Dia juga yakin bahwa kata itu mungkin berasal dari sebuah istilah dari bahasa
Jawa Tengah yang berarti perilaku yang tak sesuai atau yang tak pada tempatnya.
Istilah untuk suku penduduk asli dekat Sambas dan Pontianak
adalah Daya (Kanayatn: orang daya= orang darat), sedangkan di Banjarmasin
disebut Biaju (bi= dari; aju= hulu). Jadi semula istilah orang Daya (orang
darat) ditujukan untuk penduduk asli Kalimantan Barat yakni rumpun Bidayuh yang
selanjutnya dinamakan Dayak Darat yang dibedakan dengan Dayak Laut (rumpun
Iban). Di Banjarmasin, istilah Dayak mulai digunakan dalam perjanjian Sultan
Banjar dengan Hindia Belanda tahun 1826, untuk menggantikan istilah Biaju Besar
(daerah sungai Kahayan) dan Biaju Kecil (daerah sungai
Kapuas Murung) yang masing-masing diganti menjadi Dayak Besar dan Dayak Kecil.
Sejak itu istilah Dayak juga ditujukan untuk rumpun Ngaju-Ot Danum atau rumpun
Barito. Selanjutnya istilah “Dayak” dipakai meluas yang secara kolektif merujuk
kepada suku-suku penduduk asli setempat yang berbeda-beda bahasanya, khususnya
non-Muslim atau non-Melayu. Pada akhir abad ke-19 (pasca Perdamaian Tumbang
Anoi) istilah Dayak dipakai dalam konteks kependudukan penguasa kolonial yang
mengambil alih kedaulatan suku-suku yang tinggal di daerah-daerah pedalaman
Kalimantan. Menurut Departemen Pendidikan dan Kebudayaan Bagian Proyek
Pengkajian dan Pembinaan Nilai-Nilai Budaya Kalimantan Timur, Dr. August
Kaderland, seorang ilmuwan Belanda, adalah orang yang pertama kali mempergunakan istilah
Dayak dalam pengertian di atas pada tahun 1895.
Arti dari kata ‘Dayak’ itu sendiri masih bisa diperdebatkan.
Commans (1987), misalnya, menulis bahwa menurut sebagian pengarang, ‘Dayak’

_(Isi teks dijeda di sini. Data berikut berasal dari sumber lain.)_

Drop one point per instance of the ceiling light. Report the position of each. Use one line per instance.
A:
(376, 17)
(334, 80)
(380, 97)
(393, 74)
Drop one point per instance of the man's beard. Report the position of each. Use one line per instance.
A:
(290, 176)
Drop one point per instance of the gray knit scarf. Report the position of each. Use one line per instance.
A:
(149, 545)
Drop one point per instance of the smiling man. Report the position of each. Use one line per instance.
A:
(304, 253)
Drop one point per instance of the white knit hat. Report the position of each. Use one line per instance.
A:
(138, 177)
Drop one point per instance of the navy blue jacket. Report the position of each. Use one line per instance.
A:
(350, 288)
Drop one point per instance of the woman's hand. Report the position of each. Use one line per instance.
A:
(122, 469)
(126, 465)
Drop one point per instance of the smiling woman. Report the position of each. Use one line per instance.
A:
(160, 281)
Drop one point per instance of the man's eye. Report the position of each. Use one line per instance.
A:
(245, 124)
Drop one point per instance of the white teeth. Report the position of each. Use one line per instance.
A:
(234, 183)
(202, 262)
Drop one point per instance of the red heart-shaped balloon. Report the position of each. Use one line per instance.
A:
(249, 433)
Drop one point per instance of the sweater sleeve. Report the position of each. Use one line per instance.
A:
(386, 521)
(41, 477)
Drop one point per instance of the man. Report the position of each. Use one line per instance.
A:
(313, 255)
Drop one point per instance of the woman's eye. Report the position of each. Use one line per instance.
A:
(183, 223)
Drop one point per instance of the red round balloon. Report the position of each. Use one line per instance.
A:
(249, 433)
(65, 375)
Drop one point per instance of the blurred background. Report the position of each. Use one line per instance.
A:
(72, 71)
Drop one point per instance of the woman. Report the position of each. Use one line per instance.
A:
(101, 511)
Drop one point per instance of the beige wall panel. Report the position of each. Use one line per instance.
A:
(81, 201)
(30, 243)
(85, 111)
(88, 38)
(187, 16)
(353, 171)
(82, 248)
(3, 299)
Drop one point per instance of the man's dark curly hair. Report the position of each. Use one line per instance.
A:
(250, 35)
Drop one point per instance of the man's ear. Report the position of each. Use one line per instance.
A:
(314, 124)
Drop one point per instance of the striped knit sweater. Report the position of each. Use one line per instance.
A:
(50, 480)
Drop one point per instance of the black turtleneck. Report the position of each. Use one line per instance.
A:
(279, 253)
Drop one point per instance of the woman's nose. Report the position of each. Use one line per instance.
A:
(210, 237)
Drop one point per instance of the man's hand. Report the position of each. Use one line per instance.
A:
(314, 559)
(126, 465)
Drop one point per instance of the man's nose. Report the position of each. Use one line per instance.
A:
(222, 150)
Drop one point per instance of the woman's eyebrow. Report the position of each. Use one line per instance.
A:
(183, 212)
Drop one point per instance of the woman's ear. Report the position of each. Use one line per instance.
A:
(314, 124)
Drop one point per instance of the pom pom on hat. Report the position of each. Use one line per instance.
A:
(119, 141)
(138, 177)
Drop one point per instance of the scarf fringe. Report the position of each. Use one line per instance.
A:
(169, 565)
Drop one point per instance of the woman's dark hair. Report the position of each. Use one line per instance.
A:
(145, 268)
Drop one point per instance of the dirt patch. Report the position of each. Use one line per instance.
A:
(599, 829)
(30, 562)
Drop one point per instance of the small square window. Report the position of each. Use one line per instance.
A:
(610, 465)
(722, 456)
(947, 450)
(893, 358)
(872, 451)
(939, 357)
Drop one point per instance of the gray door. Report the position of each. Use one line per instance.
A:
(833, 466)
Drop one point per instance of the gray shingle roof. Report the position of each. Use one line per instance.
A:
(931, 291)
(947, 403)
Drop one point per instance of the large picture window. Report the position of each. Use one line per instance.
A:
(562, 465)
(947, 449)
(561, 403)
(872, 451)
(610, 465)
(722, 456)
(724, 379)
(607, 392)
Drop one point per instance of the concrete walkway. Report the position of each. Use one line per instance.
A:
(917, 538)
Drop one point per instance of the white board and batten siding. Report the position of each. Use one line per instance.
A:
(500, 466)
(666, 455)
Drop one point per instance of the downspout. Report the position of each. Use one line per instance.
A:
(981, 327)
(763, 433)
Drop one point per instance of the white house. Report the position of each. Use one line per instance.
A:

berarti manusia, sementara pengarang lainnya menyatakan bahwa kata itu berarti
pedalaman. Commans mengatakan bahwa arti yang paling tepat adalah orang yang
tinggal di hulu sungai. Dengan
nama serupa, Lahajir et al. melaporkan bahwa orang-orang
Iban menggunakan istilah Dayak dengan arti manusia, sementara
orang-orang Tunjung dan Benuaq mengartikannya
sebagai hulu sungai. Mereka juga menyatakan bahwa sebagian orang mengklaim
bahwa istilah Dayak menunjuk pada karakteristik personal tertentu yang diakui
oleh orang-orang Kalimantan, yaitu kuat, gagah, berani dan ulet. Lahajir et
al. mencatat bahwa setidaknya ada empat istilah untuk penuduk asli Kalimantan dalam
literatur, yaitu Daya', Dyak, Daya, dan Dayak. Penduduk
asli itu sendiri pada umumnya tidak mengenal istilah-istilah ini, akan tetapi
orang-orang di luar lingkup merekalah yang menyebut mereka sebagai ‘Dayak’.
Asal mula suku dayak
Secara umum kebanyakan penduduk kepulauan Nusantara adalah
penutur bahasa Austronesia. Saat ini teori dominan
adalah yang dikemukakan linguis seperti Peter
Bellwood dan Blust, yaitu bahwa tempat
asal bahasa Austronesia adalah Taiwan. Sekitar
4 000 tahun lalu, sekelompok orang Austronesia mulai bermigrasi ke Filipina.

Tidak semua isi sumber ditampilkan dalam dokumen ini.